Yeah, it tends to get stuck in loops like that a lot with everything set to default. I wonder if they distilled Gemini at some point, I've seen that get stuck in a similar "I will now do [thing]. I am preparing to do [thing]. I will do it." failure mode as well a couple of times.

xmddmx 3 hours ago | parent | prev | next [-]

See my other note [1] about bugs in Ollama with Qwen3.5.

I just tried this (Ollama macOS 0.17.4, qwen3.5:35b-a3b-q4_K_M) on a M4 Pro, and it did fine:

[Thought for 50.0 seconds]

1. potato 2. potato [...] 100. potato

In other words, it did great.

I think 50 seconds of thinking beforehand was perhaps excessive?

[1] https://news.ycombinator.com/item?id=47202082

xmddmx 3 hours ago | parent | prev | next [-]

See my other note about bugs in Ollama with Qwen3.5.

I just tried this (Ollama macOS 0.17.4, qwen3.5:35b-a3b-q4_K_M) on a M4 Pro, and it did fine:

[Thought for 50.0 seconds]

1. potato 2. potato [...] 100. potato

In other words, it did great.

I think 50 seconds of thinking beforehand was perhaps excessive?
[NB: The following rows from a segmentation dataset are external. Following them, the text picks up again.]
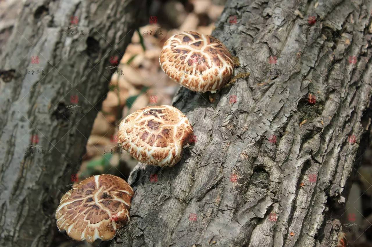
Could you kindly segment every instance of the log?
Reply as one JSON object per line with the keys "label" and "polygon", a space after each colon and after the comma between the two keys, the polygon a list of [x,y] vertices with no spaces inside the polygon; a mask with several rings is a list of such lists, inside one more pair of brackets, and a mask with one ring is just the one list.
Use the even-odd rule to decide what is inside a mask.
{"label": "log", "polygon": [[174,167],[137,166],[110,246],[336,246],[370,131],[371,5],[228,1],[212,35],[234,80],[177,93],[196,143]]}
{"label": "log", "polygon": [[106,68],[120,61],[144,3],[22,3],[0,55],[0,246],[51,246],[108,90]]}

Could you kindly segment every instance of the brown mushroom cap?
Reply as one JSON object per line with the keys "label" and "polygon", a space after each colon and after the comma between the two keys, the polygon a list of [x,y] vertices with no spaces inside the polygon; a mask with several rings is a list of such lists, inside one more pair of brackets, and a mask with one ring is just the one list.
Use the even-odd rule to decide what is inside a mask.
{"label": "brown mushroom cap", "polygon": [[[180,33],[167,40],[159,62],[164,72],[176,82],[203,92],[222,87],[234,67],[232,57],[221,41],[193,32]],[[188,73],[190,71],[192,75]]]}
{"label": "brown mushroom cap", "polygon": [[58,229],[77,240],[112,239],[116,230],[130,219],[133,195],[132,188],[119,177],[88,178],[62,197],[55,212]]}
{"label": "brown mushroom cap", "polygon": [[181,159],[183,146],[193,134],[189,119],[169,105],[147,106],[120,123],[118,142],[140,162],[172,166]]}

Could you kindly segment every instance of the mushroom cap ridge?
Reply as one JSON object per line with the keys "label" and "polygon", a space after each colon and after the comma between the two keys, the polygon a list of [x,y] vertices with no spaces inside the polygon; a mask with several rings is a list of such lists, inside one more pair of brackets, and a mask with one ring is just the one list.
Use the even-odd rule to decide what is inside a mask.
{"label": "mushroom cap ridge", "polygon": [[[214,92],[227,84],[234,64],[231,54],[221,41],[194,32],[180,33],[168,39],[159,61],[172,79],[201,92]],[[188,73],[190,71],[192,75]]]}
{"label": "mushroom cap ridge", "polygon": [[142,163],[172,166],[193,134],[187,117],[168,105],[150,106],[127,116],[120,123],[118,141]]}
{"label": "mushroom cap ridge", "polygon": [[130,220],[133,194],[131,186],[119,177],[91,177],[62,197],[55,213],[57,226],[77,240],[112,239],[116,230]]}

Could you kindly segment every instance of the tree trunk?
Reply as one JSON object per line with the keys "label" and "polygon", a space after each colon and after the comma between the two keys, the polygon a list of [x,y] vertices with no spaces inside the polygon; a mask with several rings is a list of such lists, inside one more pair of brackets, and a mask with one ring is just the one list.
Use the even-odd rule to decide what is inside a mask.
{"label": "tree trunk", "polygon": [[228,1],[213,36],[238,57],[237,80],[179,91],[197,142],[173,167],[137,166],[111,246],[336,246],[370,128],[372,3],[302,3]]}
{"label": "tree trunk", "polygon": [[50,244],[108,90],[105,67],[111,56],[120,61],[144,2],[23,4],[0,59],[0,246]]}

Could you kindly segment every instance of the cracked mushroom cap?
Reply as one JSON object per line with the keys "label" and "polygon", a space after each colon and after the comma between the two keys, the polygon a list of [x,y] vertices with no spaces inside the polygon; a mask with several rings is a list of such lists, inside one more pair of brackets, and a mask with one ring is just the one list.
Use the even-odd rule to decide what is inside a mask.
{"label": "cracked mushroom cap", "polygon": [[221,41],[193,32],[180,33],[167,40],[159,62],[164,72],[176,82],[202,92],[215,92],[227,84],[234,64]]}
{"label": "cracked mushroom cap", "polygon": [[128,115],[120,123],[118,141],[140,162],[173,166],[193,135],[187,117],[169,105],[147,106]]}
{"label": "cracked mushroom cap", "polygon": [[88,178],[62,197],[55,212],[58,229],[77,240],[112,239],[130,219],[133,194],[128,183],[116,176]]}

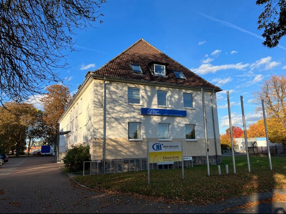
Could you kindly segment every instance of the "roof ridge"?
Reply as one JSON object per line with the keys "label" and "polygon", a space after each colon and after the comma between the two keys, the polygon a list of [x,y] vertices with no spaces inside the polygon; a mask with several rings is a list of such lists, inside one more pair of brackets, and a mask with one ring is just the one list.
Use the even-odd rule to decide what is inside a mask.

CamperBob2 2 hours ago | parent | prev [-]

What quant? I just ran Repeat the word "potato" 100 times, numbered and it worked fine, taking 44 seconds at 24 tokens/second. Command line:

    llama-server ^
      --model Qwen3.5-27B-BF16-00001-of-00002.gguf ^
      --mmproj mmproj-BF16.gguf ^
      --fit on ^
      --host 127.0.0.1 ^
      --port 2080 ^
      --temp 0.8 ^
      --top-p 0.95 ^
      --top-k 20 ^
      --min-p 0.00 ^
      --presence_penalty 1.5 ^
      --repeat_penalty 1.1 ^
      --no-mmap ^
      --no-warmup
The repeat and/or presence penalties seem to be somewhat sensitive with this model, so that might have caused the looping you saw.
lumirth 4 hours ago | parent | prev [-]

well hold on now, maybe it’s onto something. do you really know what it means to “recite” “potato” “100” “times”? each of those words could be pulled apart into a dissertation-level thesis and analysis of language, history, and communication.
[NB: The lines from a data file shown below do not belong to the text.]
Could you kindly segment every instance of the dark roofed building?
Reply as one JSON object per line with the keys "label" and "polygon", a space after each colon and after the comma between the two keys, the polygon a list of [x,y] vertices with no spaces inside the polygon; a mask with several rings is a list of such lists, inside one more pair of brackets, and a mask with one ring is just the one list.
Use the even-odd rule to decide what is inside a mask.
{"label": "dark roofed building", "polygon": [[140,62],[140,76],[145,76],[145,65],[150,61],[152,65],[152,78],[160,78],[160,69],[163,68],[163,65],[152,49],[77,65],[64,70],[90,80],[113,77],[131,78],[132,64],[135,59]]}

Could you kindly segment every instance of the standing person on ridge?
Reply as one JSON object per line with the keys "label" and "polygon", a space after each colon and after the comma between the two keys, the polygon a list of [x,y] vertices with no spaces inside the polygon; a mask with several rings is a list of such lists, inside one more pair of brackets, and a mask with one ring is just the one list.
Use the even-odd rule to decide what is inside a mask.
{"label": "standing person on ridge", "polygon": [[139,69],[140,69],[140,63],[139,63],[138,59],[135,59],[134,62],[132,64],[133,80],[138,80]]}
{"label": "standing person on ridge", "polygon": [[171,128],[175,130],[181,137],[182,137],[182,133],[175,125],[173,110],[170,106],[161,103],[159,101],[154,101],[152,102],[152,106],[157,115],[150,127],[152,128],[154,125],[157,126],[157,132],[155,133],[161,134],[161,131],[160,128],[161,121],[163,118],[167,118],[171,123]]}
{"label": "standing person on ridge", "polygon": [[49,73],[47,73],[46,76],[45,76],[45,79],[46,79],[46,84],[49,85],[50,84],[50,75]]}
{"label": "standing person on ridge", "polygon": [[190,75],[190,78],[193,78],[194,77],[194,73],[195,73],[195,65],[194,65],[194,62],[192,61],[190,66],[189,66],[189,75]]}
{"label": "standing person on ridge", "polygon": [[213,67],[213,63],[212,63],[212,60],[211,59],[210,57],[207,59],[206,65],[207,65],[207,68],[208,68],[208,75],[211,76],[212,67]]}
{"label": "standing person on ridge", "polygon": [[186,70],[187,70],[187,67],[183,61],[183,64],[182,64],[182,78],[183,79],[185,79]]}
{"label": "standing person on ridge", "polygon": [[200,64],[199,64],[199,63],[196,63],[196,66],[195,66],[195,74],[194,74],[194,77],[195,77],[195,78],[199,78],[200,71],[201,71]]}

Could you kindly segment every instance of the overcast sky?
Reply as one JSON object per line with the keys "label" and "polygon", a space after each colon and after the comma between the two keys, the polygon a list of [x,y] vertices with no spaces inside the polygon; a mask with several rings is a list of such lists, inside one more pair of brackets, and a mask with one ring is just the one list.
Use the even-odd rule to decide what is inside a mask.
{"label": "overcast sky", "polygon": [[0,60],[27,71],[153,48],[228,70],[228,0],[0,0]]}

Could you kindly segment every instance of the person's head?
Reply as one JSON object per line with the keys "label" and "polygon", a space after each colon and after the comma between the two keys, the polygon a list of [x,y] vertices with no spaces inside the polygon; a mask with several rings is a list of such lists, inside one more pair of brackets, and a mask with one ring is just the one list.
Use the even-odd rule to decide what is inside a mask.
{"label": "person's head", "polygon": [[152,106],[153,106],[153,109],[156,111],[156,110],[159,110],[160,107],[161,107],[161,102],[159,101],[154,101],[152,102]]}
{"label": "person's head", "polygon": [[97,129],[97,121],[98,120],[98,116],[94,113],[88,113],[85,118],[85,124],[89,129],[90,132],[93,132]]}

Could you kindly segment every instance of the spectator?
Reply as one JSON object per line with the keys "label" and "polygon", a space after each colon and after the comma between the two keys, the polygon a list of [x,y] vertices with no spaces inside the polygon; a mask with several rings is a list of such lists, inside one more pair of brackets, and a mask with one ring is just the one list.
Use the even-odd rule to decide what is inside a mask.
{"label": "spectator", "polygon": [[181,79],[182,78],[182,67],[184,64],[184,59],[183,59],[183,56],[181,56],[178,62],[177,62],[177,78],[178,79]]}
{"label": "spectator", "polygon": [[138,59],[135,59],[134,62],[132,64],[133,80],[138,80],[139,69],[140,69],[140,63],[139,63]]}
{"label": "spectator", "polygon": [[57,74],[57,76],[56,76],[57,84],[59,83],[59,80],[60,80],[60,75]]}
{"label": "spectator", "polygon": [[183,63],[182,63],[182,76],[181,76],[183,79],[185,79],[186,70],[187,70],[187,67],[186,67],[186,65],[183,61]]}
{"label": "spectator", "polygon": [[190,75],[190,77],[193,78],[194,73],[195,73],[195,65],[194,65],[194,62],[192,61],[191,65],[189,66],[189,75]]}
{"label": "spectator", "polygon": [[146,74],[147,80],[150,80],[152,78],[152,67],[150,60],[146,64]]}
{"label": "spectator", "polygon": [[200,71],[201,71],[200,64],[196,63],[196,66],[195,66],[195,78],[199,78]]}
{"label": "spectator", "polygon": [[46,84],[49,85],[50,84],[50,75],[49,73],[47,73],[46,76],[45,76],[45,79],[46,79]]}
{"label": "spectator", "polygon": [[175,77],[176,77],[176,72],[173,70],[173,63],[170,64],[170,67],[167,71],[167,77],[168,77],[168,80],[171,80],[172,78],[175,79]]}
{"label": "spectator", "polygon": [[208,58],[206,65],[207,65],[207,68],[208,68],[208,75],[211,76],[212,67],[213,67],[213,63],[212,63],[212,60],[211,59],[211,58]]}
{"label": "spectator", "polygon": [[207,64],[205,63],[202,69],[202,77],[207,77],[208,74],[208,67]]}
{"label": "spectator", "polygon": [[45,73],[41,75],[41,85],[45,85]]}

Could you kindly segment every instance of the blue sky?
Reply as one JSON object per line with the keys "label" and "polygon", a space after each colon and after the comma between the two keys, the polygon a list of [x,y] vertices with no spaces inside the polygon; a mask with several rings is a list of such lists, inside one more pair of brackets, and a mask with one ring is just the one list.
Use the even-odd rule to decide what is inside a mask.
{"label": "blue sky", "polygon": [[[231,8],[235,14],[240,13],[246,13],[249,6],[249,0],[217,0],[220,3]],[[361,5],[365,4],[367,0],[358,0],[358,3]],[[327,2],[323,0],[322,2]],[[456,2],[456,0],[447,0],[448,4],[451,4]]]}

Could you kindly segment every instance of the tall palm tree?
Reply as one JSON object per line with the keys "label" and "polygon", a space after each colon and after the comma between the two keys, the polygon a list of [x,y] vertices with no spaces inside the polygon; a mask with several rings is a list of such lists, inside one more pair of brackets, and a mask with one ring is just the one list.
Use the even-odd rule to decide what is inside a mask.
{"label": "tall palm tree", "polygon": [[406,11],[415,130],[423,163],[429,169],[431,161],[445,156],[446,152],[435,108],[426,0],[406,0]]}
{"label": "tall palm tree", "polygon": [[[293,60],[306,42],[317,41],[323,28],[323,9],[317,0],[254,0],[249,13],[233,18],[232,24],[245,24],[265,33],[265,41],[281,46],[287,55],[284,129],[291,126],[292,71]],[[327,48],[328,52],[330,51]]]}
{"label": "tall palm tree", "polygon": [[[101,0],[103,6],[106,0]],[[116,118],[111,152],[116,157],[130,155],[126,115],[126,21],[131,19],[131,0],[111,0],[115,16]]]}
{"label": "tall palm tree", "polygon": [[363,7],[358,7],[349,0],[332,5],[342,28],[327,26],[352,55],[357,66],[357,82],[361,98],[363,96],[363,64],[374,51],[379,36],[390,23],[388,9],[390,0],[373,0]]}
either that, or it has a delusional level of instruction following. doesn’t mean it can’t code like sonnet though

PunchyHamster 4 hours ago | parent [-]

It's still amusing to see those seemingly simple things still put it into loop it is still going

> do you really know what it means to “recite” “potato” “100” “times”?

asking user question is an option. Sonnet did that a bunch when I was trying to debug some network issue. It also forgot the facts checked for it and told it before...

lumirth 3 hours ago | parent [-]

I wonder how much certain models have been trained to avoid asking too many questions. I’ve had coworkers who’ll complete an entire project before asking a single additional question to management, and it has never gone well for them. Unsurprising that the same would be true for the “managing AI” era of programming.

The thing I struggle most with, honestly, is when AI (usually GPT5.3-Codex) asks me a question and I genuinely don’t know the answer. I’m just like “well, uh… follow industry best practice, please? unless best practice is dumb, I guess. do a good. please do a good.” And then I get to find out what the answer should’ve been the hard way.